As my residence went from taking place in Lagos - Nigeria to happening digitally (a lot from my home with two small children), it obviously took a whole different shape than I expected. I was lucky my project was from the beginning about experimental radio-making, also incorporating elements from social media. It was easy to adapt it to a remote format and the biggest challenge was to engage people on participating without the direct contact. A series of workshops was thought in order to raise people’s enthusiasm towards the project and radio-making in general, and definitely the most difficult part of the experience was to talk and share knowledge to a crowd without knowing much of their interests and backgrounds and having little interactions due to the online format.
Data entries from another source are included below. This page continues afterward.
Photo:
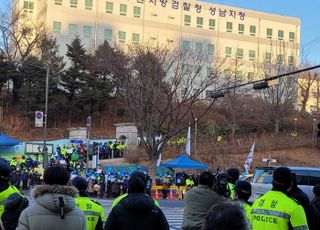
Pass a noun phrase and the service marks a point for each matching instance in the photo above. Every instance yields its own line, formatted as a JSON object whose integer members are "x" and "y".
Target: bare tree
{"x": 161, "y": 86}
{"x": 281, "y": 97}
{"x": 306, "y": 82}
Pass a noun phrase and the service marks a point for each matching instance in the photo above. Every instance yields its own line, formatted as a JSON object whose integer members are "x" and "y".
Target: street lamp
{"x": 89, "y": 121}
{"x": 18, "y": 65}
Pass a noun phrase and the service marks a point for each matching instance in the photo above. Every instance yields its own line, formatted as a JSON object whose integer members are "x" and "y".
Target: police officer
{"x": 233, "y": 176}
{"x": 242, "y": 193}
{"x": 275, "y": 210}
{"x": 5, "y": 189}
{"x": 94, "y": 212}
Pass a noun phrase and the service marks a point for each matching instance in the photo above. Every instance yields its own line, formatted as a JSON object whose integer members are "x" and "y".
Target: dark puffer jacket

I would suggest that in another occasion, even if I am connected to the audience via Internet, some or most of the participants are gathered in the same space to attend to the program, and not each one individually from their personal devices.
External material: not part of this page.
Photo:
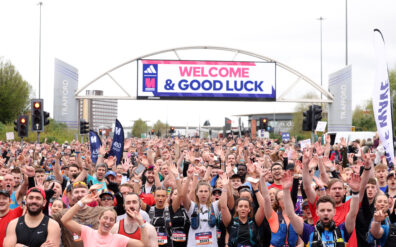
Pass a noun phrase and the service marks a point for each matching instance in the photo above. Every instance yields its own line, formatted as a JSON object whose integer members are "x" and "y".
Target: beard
{"x": 34, "y": 212}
The fact that SAVVY Contemporary in Berlin – which was not essentially committed to the development of my residence – embraced my circumstances and my project improved significantly the residency altogether. By offering me the possibility to exhibit together with Afopefoluwa Ojo, SAVVY gave me some chance of physical exchange and the great opportunity to have an embodied outcome of the work developed in collaboration with 16/16 and the people of Lagos.
 
7. We all are certain—to varying extents—the future of archives lies in modern technology, what do you think are the limitations to this inevitability?
 
People should keep in mind questions of navigation, space, distribution. Even if modern technology automatizes processes, enhance accessibility, expand memory… we should continue to reflect on how experience connects information and how sometimes malicious or tendentious fundaments of distribution take whole worlds into one direction. There must be a diversity on models upon which technology is developed, otherwise we continue to neglect stories, no matter how sophisticated and all-embracing our archives become.